Eloy is just putting the last touches to our first Testbad day at UTAC Millbrook as part of the Zenzic CAM Scale-up. Our goal is to show that our artificial intelligence system can coordinate the movement of 10 vehicles across a mocked-up narrow rural road system to simulate how vehicles would pass each other on single track stretches of road.
The plan
We have selected a 1-mile loop in the city course at Millbrook, which is a lower speed part of the Testbed. Cars will travel in both directions, with 5 cars going clockwise and the other 5 cars going anti-clockwise. The 1-mile loop will include 5 coned-off sections which are only wide enough for 1 car, while the rest of the course is left as it is where 2 cars can pass each other comfortably.
UTAC Millbrook City Course
On each lap, a car is expected to interact with 10 cars coming from the other direction. Some of these interactions will be on the wider parts where they will be able to pass each other, and some will happen near or at the narrow parts. Here, one vehicle will need to stop and wait, whilst the car travelling in the opposite direction will pass through.
Simulation of the city track at UTAC
We will run repeated tests with different traffic patterns – for example allowing the cars to be spaced between 5 seconds and 1 minute apart. Some tests will be used as a baseline for efficacy analysis where we don’t have any software intervention and we can measure how the drivers navigate through the road setup.
Other multi-vehicle coordination trials
Interestingly we have seen another multi-vehicle coordination trial in the last month, performed in the United States. This test was to see if 100 vehicles could obtain benefits in a connected cruise control system.

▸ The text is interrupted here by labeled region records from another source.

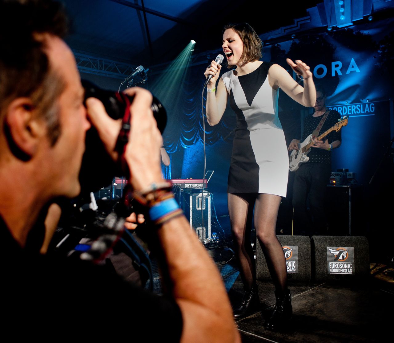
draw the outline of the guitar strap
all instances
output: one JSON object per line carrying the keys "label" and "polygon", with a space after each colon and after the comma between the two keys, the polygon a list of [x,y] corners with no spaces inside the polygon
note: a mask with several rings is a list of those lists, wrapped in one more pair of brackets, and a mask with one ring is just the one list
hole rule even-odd
{"label": "guitar strap", "polygon": [[325,111],[325,113],[323,115],[323,117],[322,118],[322,120],[320,120],[320,123],[319,123],[318,126],[316,127],[316,129],[312,132],[312,138],[316,138],[316,137],[319,136],[319,132],[320,132],[320,130],[322,129],[322,127],[323,126],[323,125],[324,123],[324,122],[325,121],[325,119],[327,119],[327,117],[329,114],[330,112],[330,110],[327,110]]}

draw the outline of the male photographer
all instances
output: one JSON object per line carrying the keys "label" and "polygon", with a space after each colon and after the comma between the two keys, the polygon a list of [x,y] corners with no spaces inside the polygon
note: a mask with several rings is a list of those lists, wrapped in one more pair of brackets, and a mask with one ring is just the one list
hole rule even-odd
{"label": "male photographer", "polygon": [[75,62],[62,39],[66,21],[52,1],[0,2],[4,332],[15,338],[43,340],[239,341],[220,274],[162,186],[162,138],[151,110],[152,95],[144,89],[128,90],[134,99],[123,160],[153,223],[147,229],[163,257],[167,296],[133,287],[90,261],[55,261],[39,254],[37,241],[48,207],[80,191],[78,174],[91,123],[108,153],[114,160],[120,158],[115,150],[120,123],[97,99],[87,99],[87,110],[84,106]]}

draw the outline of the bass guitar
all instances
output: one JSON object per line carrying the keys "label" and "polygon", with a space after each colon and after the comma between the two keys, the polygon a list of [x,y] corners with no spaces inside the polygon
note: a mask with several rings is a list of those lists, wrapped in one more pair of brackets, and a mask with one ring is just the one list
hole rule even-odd
{"label": "bass guitar", "polygon": [[[338,132],[342,126],[346,126],[347,125],[348,117],[343,117],[340,119],[340,121],[322,133],[317,137],[317,139],[318,140],[322,140],[330,132],[333,131]],[[298,150],[294,150],[292,151],[289,160],[289,169],[290,172],[295,172],[298,169],[301,163],[305,163],[309,160],[309,158],[307,155],[310,151],[311,147],[313,144],[312,135],[310,134],[299,145]]]}

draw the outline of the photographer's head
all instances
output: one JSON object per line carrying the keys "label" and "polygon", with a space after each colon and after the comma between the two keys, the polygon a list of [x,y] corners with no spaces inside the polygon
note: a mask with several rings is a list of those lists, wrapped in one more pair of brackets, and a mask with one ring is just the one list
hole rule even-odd
{"label": "photographer's head", "polygon": [[43,201],[79,193],[89,126],[75,60],[62,39],[67,22],[52,1],[0,4],[0,30],[7,33],[0,35],[0,163],[26,175],[29,191]]}

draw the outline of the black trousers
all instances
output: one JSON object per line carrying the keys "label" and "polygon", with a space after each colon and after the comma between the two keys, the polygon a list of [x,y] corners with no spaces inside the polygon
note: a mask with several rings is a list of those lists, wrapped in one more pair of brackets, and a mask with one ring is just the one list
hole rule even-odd
{"label": "black trousers", "polygon": [[310,237],[326,234],[328,224],[324,199],[331,166],[307,162],[301,164],[296,173],[293,185],[294,234]]}

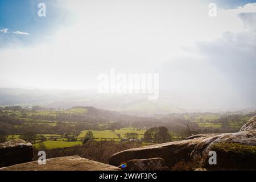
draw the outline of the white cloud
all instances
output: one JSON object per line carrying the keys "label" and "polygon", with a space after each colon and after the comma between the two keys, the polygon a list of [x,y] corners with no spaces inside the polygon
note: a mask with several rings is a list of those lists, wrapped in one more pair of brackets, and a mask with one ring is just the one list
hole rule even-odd
{"label": "white cloud", "polygon": [[2,28],[0,29],[0,32],[3,32],[3,33],[9,33],[9,28]]}
{"label": "white cloud", "polygon": [[13,33],[15,34],[19,34],[19,35],[30,35],[30,34],[28,34],[27,32],[21,32],[19,31],[14,31],[14,32],[13,32]]}
{"label": "white cloud", "polygon": [[[67,7],[76,20],[59,29],[52,41],[1,52],[0,60],[6,61],[0,61],[0,77],[27,86],[87,88],[97,88],[97,75],[112,68],[123,73],[157,71],[165,85],[184,94],[185,104],[188,98],[197,104],[205,97],[204,105],[220,106],[213,103],[221,102],[215,96],[237,104],[245,100],[239,84],[243,82],[246,90],[248,82],[256,85],[251,78],[254,22],[248,14],[241,14],[255,13],[256,4],[218,9],[210,18],[208,4],[200,2],[152,0],[145,6],[137,0],[69,1]],[[156,71],[162,65],[164,71]]]}

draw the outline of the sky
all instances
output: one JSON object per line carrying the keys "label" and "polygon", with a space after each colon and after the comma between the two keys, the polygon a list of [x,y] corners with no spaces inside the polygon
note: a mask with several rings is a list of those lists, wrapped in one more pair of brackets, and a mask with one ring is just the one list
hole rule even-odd
{"label": "sky", "polygon": [[178,105],[255,108],[255,22],[256,1],[1,0],[0,87],[96,88],[114,68],[159,73]]}

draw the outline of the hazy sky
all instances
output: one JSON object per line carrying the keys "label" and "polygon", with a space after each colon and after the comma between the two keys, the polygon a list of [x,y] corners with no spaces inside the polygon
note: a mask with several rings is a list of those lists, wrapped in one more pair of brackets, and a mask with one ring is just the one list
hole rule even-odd
{"label": "hazy sky", "polygon": [[0,87],[96,88],[114,68],[159,73],[175,103],[255,107],[254,2],[2,0]]}

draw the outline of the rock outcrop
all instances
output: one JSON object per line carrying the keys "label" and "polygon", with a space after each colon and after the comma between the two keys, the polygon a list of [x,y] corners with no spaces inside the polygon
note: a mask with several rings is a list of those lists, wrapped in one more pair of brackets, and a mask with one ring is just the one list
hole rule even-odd
{"label": "rock outcrop", "polygon": [[119,171],[119,168],[72,156],[49,159],[46,163],[38,161],[19,164],[0,168],[0,171]]}
{"label": "rock outcrop", "polygon": [[[118,166],[133,159],[160,158],[175,169],[180,163],[192,168],[256,169],[256,116],[239,132],[196,135],[186,140],[131,148],[113,155],[111,165]],[[210,165],[209,152],[217,154],[217,164]]]}
{"label": "rock outcrop", "polygon": [[0,167],[31,162],[33,158],[32,144],[17,139],[0,143]]}
{"label": "rock outcrop", "polygon": [[166,171],[169,169],[162,158],[131,160],[118,167],[123,171]]}

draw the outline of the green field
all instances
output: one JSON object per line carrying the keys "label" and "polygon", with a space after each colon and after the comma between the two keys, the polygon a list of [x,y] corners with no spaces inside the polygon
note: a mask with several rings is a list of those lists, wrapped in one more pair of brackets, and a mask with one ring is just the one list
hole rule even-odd
{"label": "green field", "polygon": [[80,114],[85,114],[87,112],[87,109],[83,108],[72,109],[69,109],[69,110],[72,112]]}
{"label": "green field", "polygon": [[146,130],[142,129],[139,130],[136,128],[134,127],[125,127],[122,128],[119,130],[115,130],[114,133],[116,134],[120,134],[122,138],[125,137],[125,134],[129,133],[135,133],[138,134],[139,135],[139,138],[141,139],[141,138],[143,137],[144,133],[146,132]]}
{"label": "green field", "polygon": [[[96,141],[104,140],[111,140],[114,139],[115,141],[119,141],[119,137],[110,130],[90,130],[93,133],[94,138],[96,138]],[[84,138],[88,130],[83,130],[77,138]]]}
{"label": "green field", "polygon": [[[66,142],[66,141],[52,141],[48,140],[43,142],[48,149],[53,149],[57,148],[66,148],[74,146],[77,144],[82,144],[82,142]],[[39,143],[34,144],[35,147],[37,147]]]}

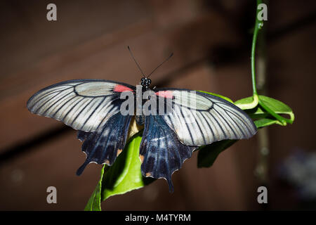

The aim of these trials is similar to Eloy’s in that we want to show how we can reduce congestion and improve safety with connected vehicle software. The CIRCLES project aims to prevent or reduce the impact from high-density travel when sequential over braking creates phantom traffic jams.
How is Eloy different?
Eloy has taken a very different approach to introducing connected vehicle technology to the roads. We believe we need to create a more connected driver first, and allow the human driver to make slightly better decisions at the wheel. Being able to isolate smaller car interactions, such as on narrow rural roads with a few cars at a time, is far easier to manage in a human context compared to the aim of 100s of interacting cruise controls.
Eloy’s approach has 2 benefits:
Firstly, we can deploy today at scale. If the public wants the software and we are happy with the efficacy level, it can be deployed to millions of vehicles by downloading the Eloy Drive app. We can also make our software available to other applications in a short space of time.
Secondly, the narrow country lane passing places is a more realistic problem to solve because the non-participating vehicles don’t destroy the overall system effectiveness but rather just reduce it. If half the cars don’t have the software running although half the interactions will revert to a human-to-human one, the other half will still function. Importantly, cars can’t overtake each other in this setting, so if a car stops in front of another car, the second car also waits.
Hopefully Eloy’s testing this week goes well and we will report back with the early results in December!